Nambu Cartridge Details


#1

For pistol cartridge fans. Though this may be of interest, also helps with my practice :)


Sorry a couple of pages are not quite entire. If required I may be able to access them again.

Cheers

John


#2

John - a very interesting document. Thanks for posting. It shows how little they knew about Japanese ammunition when that report weas written. While mentioning 7mm and “7.62” mm, they cast doubt on their “standard” use. Perhaps in context of the word “standard,” they were right, but many Japanese officers carried the 7 mm Nambu pistol, and not just high-ranking officers are often stated. My own Baby Nambu pistol was captured from a recently promoted Army Captain, in the Philippines towards the end of the war.
I describe his rank the way I did because I have one of his shoulder boards along with the pistol, which has the three stars of a Captain, but the middle star is a different pattern than the other two, and you can see the holes from the attaching posts of two stars between them. That would indicate a field promotion with no opportunity before he was KIA to purchase or be issued a new set of shoulder insignia.

Further, many Japanese officers carried 7.65 Browning caliber pistols of various makes and models, even down to the Colt Hammerless Model.

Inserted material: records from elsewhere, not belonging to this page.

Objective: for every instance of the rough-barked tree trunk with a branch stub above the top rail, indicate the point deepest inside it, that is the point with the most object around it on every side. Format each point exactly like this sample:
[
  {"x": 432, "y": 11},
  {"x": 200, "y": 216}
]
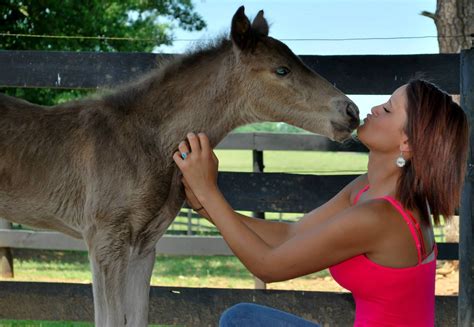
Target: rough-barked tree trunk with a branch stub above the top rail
[{"x": 454, "y": 20}]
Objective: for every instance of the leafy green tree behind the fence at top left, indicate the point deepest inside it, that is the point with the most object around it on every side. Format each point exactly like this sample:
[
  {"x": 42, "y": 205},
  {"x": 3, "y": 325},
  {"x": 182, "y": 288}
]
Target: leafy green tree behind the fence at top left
[{"x": 149, "y": 22}]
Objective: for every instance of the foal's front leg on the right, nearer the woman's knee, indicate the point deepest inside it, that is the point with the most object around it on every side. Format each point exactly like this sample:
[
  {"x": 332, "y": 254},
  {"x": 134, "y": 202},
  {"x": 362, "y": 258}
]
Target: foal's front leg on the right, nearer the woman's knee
[{"x": 139, "y": 272}]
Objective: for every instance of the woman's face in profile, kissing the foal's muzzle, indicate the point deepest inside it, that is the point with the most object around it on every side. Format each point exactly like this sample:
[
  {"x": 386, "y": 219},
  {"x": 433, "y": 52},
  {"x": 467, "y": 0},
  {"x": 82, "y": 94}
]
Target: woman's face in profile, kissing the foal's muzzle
[{"x": 383, "y": 128}]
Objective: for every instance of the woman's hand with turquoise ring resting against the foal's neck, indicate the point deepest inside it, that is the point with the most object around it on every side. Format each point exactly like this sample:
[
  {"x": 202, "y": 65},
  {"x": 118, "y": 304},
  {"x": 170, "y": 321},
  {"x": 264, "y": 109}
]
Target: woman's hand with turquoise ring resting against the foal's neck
[{"x": 199, "y": 166}]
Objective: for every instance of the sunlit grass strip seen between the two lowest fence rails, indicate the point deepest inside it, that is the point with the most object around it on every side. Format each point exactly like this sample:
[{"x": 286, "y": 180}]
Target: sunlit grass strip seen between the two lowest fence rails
[{"x": 190, "y": 271}]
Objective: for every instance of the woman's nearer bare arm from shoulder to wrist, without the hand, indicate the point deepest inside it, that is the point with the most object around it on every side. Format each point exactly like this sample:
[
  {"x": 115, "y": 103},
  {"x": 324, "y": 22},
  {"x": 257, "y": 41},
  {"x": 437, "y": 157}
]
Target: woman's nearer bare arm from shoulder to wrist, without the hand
[{"x": 354, "y": 231}]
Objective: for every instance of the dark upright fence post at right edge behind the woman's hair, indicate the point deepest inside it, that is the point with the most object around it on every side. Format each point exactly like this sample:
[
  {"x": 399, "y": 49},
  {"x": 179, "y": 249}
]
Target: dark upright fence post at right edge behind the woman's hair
[{"x": 466, "y": 224}]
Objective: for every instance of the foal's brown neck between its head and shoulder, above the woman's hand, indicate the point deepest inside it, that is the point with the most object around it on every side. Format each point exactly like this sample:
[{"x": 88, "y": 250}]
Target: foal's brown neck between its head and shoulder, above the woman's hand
[{"x": 203, "y": 99}]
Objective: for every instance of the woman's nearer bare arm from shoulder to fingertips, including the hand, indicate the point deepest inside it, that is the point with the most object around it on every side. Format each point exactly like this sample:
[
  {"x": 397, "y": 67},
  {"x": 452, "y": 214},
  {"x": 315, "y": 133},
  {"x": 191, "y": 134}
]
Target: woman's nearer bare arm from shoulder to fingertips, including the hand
[{"x": 351, "y": 232}]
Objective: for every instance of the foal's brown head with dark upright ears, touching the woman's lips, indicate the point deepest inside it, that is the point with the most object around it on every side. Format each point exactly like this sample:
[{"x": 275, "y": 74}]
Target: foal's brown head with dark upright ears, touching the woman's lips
[{"x": 277, "y": 86}]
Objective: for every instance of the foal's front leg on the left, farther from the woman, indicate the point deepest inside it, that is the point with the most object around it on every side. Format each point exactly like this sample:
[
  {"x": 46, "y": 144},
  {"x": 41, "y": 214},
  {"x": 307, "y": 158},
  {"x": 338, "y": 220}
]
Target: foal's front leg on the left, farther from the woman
[{"x": 109, "y": 253}]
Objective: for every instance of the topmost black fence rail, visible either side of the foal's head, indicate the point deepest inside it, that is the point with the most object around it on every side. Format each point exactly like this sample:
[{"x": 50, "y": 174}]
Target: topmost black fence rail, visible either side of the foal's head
[{"x": 367, "y": 74}]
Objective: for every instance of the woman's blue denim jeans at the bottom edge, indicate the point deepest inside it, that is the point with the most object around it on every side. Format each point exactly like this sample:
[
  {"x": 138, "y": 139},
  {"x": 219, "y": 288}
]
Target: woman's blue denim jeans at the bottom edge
[{"x": 254, "y": 315}]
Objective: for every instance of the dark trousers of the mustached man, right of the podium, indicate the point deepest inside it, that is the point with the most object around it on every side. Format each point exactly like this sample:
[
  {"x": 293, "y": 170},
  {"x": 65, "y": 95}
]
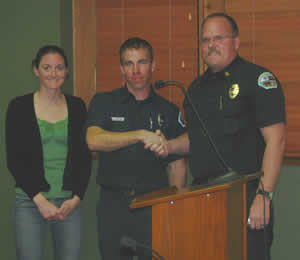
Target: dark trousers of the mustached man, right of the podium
[{"x": 259, "y": 242}]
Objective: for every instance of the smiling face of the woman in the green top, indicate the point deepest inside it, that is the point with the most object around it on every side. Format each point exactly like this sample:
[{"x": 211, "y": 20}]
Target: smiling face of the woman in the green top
[{"x": 52, "y": 71}]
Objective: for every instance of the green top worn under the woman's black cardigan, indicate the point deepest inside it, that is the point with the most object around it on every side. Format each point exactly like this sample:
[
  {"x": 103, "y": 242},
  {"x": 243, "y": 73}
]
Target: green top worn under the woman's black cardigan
[{"x": 55, "y": 147}]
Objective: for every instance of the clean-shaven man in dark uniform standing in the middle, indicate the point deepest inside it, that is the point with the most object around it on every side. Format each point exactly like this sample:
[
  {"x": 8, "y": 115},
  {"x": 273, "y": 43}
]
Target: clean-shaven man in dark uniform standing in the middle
[{"x": 120, "y": 124}]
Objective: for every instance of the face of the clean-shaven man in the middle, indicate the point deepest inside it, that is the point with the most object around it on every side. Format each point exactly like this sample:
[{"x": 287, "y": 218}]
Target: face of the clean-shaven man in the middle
[{"x": 137, "y": 69}]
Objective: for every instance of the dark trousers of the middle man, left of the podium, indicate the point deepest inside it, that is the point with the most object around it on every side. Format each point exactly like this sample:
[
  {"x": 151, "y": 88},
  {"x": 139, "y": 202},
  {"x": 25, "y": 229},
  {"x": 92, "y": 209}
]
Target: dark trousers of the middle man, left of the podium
[{"x": 116, "y": 220}]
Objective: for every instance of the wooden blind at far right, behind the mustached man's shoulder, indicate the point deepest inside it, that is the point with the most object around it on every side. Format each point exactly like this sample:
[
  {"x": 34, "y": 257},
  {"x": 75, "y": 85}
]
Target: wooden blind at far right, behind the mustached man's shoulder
[{"x": 270, "y": 36}]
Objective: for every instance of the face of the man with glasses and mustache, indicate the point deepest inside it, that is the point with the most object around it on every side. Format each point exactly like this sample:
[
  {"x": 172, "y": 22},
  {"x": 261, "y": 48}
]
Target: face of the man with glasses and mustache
[{"x": 218, "y": 45}]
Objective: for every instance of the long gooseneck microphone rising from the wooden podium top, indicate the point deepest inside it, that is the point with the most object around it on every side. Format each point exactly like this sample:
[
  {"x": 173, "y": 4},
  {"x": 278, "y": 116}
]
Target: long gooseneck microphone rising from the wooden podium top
[{"x": 230, "y": 173}]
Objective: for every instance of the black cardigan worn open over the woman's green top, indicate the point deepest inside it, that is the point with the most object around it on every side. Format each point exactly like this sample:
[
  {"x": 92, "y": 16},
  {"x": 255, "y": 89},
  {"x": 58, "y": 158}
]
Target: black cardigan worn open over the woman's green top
[{"x": 24, "y": 147}]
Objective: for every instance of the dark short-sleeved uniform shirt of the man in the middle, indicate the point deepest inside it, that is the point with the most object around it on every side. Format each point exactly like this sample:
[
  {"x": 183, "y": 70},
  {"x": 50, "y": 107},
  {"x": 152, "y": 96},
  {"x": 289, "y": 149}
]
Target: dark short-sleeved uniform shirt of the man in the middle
[{"x": 133, "y": 166}]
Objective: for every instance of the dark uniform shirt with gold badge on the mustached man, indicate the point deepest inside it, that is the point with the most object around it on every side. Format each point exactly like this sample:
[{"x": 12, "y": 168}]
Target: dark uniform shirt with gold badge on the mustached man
[{"x": 233, "y": 104}]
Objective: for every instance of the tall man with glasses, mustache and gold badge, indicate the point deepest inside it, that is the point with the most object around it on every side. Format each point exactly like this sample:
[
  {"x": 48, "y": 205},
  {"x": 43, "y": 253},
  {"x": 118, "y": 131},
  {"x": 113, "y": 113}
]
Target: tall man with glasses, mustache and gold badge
[{"x": 242, "y": 107}]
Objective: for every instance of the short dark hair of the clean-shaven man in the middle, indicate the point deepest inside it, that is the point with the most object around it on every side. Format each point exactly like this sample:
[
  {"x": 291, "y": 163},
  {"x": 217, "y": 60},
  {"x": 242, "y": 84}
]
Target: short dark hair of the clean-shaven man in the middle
[{"x": 136, "y": 43}]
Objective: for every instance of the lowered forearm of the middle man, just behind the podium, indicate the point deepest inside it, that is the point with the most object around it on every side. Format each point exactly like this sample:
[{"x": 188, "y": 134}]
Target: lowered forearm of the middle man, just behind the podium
[{"x": 177, "y": 176}]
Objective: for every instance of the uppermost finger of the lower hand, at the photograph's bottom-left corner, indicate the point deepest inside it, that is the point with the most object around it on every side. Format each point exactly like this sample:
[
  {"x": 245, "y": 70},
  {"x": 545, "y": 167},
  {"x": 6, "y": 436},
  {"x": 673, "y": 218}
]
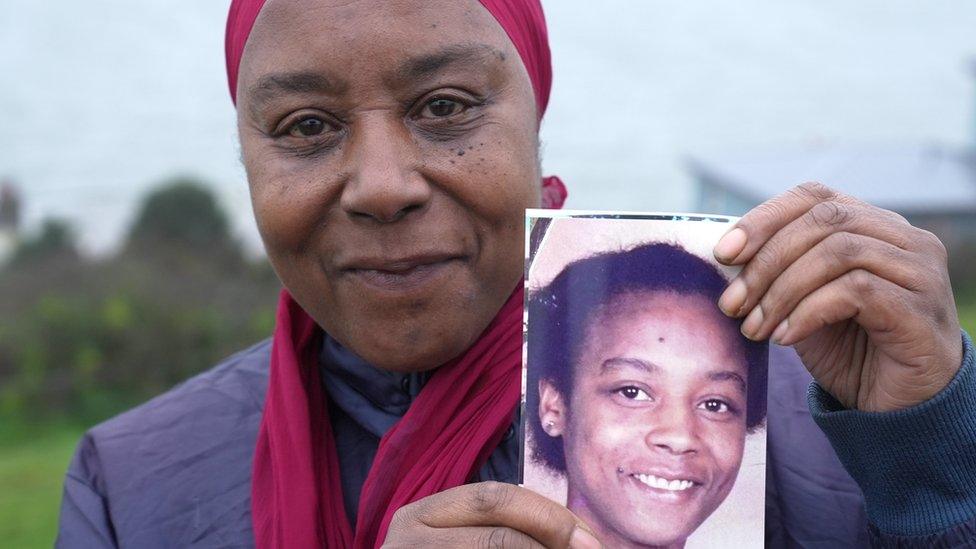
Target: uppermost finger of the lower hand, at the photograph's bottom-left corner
[{"x": 494, "y": 505}]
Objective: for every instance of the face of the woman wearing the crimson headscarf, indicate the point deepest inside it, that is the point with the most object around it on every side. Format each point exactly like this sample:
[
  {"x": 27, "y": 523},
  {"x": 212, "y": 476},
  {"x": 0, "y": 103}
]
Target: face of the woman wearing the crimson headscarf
[{"x": 391, "y": 149}]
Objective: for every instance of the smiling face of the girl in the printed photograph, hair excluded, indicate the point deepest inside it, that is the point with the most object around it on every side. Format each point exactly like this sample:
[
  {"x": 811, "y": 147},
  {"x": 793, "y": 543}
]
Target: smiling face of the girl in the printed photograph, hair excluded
[{"x": 655, "y": 427}]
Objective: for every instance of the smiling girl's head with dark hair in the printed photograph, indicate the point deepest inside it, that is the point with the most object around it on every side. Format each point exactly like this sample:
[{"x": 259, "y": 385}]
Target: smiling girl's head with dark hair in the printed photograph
[{"x": 644, "y": 392}]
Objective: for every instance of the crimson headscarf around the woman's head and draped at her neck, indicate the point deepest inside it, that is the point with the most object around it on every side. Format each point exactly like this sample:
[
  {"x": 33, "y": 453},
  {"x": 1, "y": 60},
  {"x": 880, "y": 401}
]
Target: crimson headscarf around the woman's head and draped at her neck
[{"x": 451, "y": 428}]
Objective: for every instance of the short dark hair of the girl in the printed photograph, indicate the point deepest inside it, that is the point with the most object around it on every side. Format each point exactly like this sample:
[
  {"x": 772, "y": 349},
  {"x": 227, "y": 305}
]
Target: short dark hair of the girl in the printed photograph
[{"x": 558, "y": 315}]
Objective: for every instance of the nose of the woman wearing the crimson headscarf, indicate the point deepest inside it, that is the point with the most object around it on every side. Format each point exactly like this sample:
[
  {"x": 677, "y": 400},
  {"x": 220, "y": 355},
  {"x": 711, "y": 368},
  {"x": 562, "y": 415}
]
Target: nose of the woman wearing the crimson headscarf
[{"x": 384, "y": 181}]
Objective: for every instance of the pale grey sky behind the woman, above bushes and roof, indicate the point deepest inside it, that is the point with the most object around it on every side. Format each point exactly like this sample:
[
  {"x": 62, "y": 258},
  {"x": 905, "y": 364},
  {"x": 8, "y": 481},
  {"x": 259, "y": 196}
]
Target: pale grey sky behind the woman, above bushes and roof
[{"x": 100, "y": 101}]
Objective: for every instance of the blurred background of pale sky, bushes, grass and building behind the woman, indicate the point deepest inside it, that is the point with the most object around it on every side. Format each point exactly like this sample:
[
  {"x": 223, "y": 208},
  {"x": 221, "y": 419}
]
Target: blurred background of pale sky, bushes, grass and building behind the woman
[{"x": 129, "y": 258}]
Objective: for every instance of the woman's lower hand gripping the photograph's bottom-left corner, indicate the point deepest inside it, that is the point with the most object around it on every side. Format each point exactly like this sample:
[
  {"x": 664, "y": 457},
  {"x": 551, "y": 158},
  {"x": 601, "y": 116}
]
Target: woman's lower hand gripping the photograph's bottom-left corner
[{"x": 488, "y": 514}]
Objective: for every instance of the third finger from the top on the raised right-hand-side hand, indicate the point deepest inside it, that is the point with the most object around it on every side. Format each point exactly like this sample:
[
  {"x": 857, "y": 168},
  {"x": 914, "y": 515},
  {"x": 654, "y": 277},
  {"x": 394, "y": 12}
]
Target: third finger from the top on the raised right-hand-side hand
[{"x": 829, "y": 259}]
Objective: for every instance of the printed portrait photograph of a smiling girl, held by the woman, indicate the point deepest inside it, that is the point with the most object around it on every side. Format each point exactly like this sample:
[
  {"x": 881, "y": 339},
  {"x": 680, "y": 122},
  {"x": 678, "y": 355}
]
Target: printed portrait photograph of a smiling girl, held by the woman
[{"x": 644, "y": 406}]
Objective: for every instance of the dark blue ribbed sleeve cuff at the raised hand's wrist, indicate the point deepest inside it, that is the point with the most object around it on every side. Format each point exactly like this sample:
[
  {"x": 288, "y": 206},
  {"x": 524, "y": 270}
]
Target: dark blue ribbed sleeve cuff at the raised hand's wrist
[{"x": 916, "y": 467}]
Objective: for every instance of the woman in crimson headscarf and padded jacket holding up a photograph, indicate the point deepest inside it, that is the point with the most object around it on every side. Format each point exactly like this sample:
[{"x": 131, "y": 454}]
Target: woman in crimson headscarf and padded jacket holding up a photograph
[{"x": 391, "y": 148}]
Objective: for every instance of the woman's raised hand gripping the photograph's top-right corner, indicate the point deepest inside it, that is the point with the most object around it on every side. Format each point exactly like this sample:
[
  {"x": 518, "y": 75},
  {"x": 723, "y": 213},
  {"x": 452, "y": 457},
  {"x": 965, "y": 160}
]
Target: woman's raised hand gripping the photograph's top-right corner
[{"x": 863, "y": 296}]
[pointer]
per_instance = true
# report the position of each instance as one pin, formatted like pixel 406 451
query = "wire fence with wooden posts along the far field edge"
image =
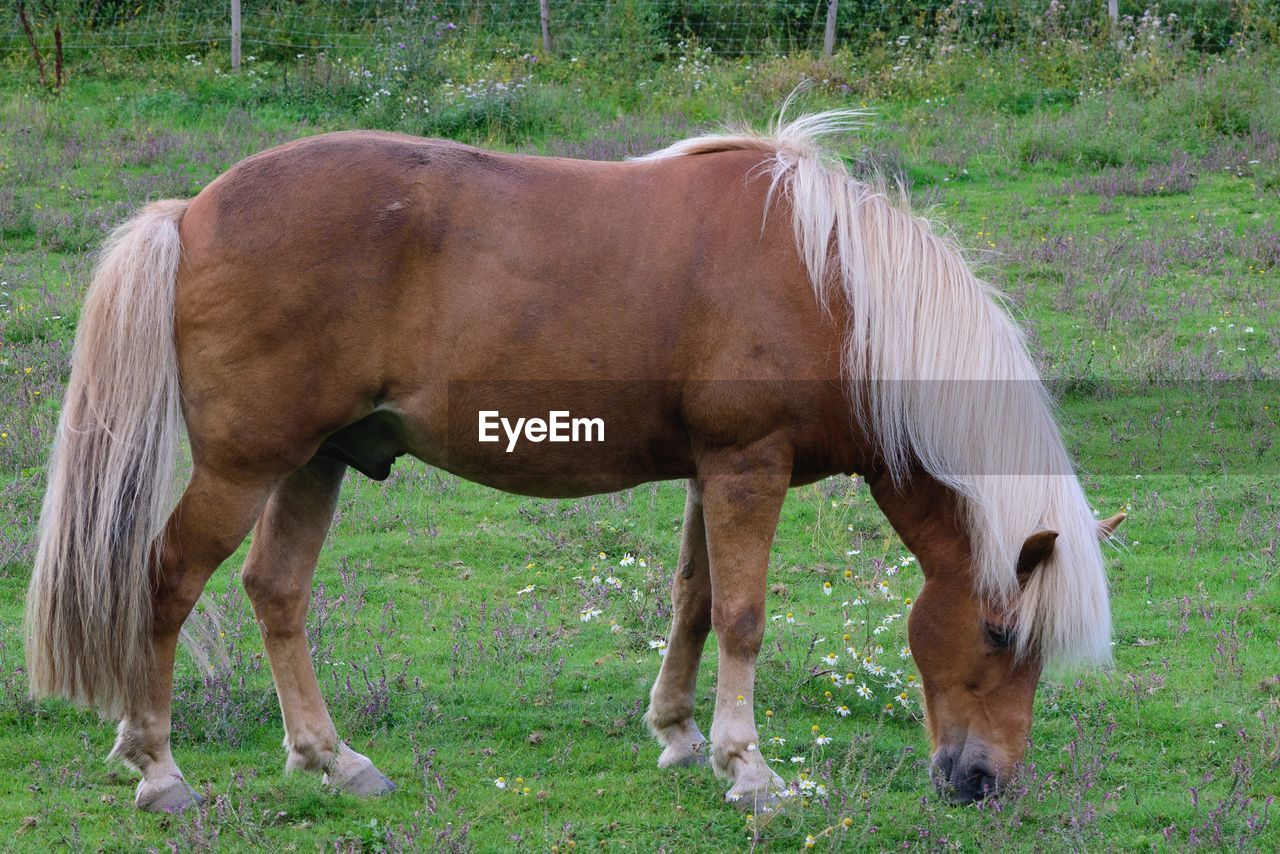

The Japanese Navy made use of SMGs in caliber 7.63 mm Mauser caliber, and possibly 7.65 mm Parabellum as well, since there are Japanese cartridges of that caliber also.

Finally, while probably not carried much in the field, the Japanese made a military loading in 6.35 mm Browning as well.

The technical information on the cartridges that are listed, though, is excellent, as you generally can only find that by tearing apart specimens of the cartridges.


#3

Yes John,

I found the technical details the best part of the document. I rarely saw any Nambu cartridges when I was collecting, only a couple of the calibres.

I was also interested in the translation of the box label. I know nothing of Japanese characters, but their numbers are very similar to Chinese. The rendition of 2 10 6 for 26, I understand, but I wasn’t aware they used the zero as in 5 0 being 50 rounds. Perhaps one of the members can explain when they use the 0 instead of the 10 character.